Con l’ecstasy il problema è il colpo di calore - non si stanca di ripetere Stefano Bertoletti, psicologo della Cooperativa Cat di Firenze che va in giro nelle discoteche e nei rave party per spiegare i fondamentali effetti delle più diffuse droghe sintetiche -. Bisogna bere molta acqua, fare pause mentre si balla, cercare di non accaldarsi troppo. Con la ketamina — un anestetico veterinario che dà dissociazione — ci si sente leggeri ma in realtà si è immobilizzati. Quindi si devono evitare bagni in mare, perché si rischia l’annegamento, e stare lontani dai luoghi da cui si può cadere. Le feniletilammine invece spesso vengono vendute come ecstasy, ma sembra che non producano effetti perché hanno tempi di attivazione più lunghi. Così è facile assumerne troppe e il sovradosaggio può causare paralisi”. Insomma, c’è un mondo dietro quelle smart drugs, droghe simpatiche, che di simpatico non hanno nulla. Anzi. 

Walter Pasini, direttore Centro Travel Medicine and Global Health, non ha dubbi nel rilevare “una preoccupante sottovalutazione degli effetti psicotropi e cardiovascolari delle droghe. Quelli che ne fanno uso non si sentono tossicodipendenti e non chiedono aiuto alle strutture di competenza”. Tanto che a questo punto siamo arrivati a “un’assuefazione culturale al consumo di droghe” che va combattuta in prima persona perché “se è vero che i giovani non conoscono appieno gli effetti e le conseguenze dell'uso delle droghe sintetiche - fa notare Pasini - è altrettanto vero che esistono possibilità di supplire a questa carenza attraverso l'informazione dalle famiglie, dalla scuola e da campagne di educazione sanitaria che devono necessariamente coinvolgere anche le discoteche”.

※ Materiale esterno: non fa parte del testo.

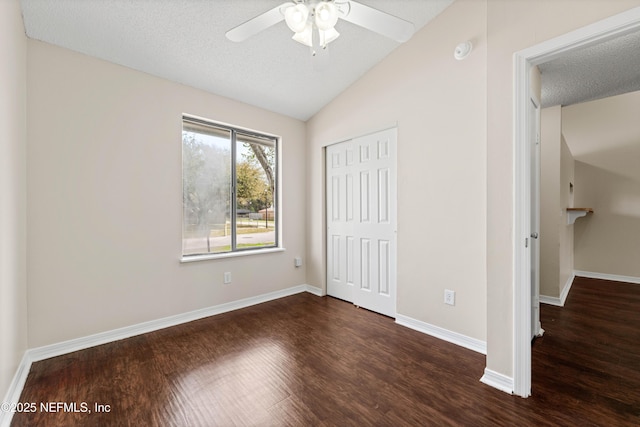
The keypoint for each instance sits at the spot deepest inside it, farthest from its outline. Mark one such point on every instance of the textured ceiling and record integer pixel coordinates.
(605, 133)
(605, 69)
(184, 41)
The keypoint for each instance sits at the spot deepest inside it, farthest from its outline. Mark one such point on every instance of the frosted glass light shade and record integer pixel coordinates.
(326, 15)
(296, 17)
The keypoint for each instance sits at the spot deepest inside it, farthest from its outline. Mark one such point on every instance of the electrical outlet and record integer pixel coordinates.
(449, 297)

Come la campagna di sensibilizzazione a livello nazionale, nelle scuole e nelle discoteche, “con il coinvolgimento dei ministeri delle Politiche Giovanili, dell'Istruzione, della Salute e dell'Interno” lanciata dal Silb, Associazione Italiana Imprese di Intrattenimento da Ballo e di Spettacolo promotrice del dibattito dell’11 agosto al Cocoricò. Diverse le proposte messe sul tavolo: dal Daspo per chi fa uso di sostanze stupefacenti ai cani antidroga davanti ai locali, dalla richiesta di un tavolo permanente con le istituzioni a una maggiore collaborazione con le forze dell'ordine. Ma prima di tutto andrebbe rivisto e corretto “l’articolo 100, un vero boomerang nei confronti delle discoteche, che se denunciano episodi di criminalità nei propri locali rischiano la chiusura”. 
 
Nella speranza che qualcosa succeda, Giordano Sangiorgi, il coordinatore del Meeting etichette indipendenti (Mei) propone “un giorno di lutto nazionale della musica e delle discoteche” così da “organizzare incontri e dibattiti con un momento di riflessione, uno stop per un rilancio di una primavera nuova di musica pulita, lontana anni luce dal mondo dello spaccio e dal business illegale che spesso gravita intorno al settore”. Un risultato che, sostiene Sangiorgi, non si raggiunge con “la chiusura degli spazi che rischiano di essere conniventi con modelli illegali di vita”: servono anche “politiche di prevenzione oggi sempre meno indicate ai giovani all'interno del mondo delle scuola e dei loro spazi aggregativi”. Serve una società che si occupi dei suoi giovani perché solo “la conoscenza vi renderà liberi”, scriveva Socrate più di duemila anni fa. Prima che sia troppo tardi, beninteso.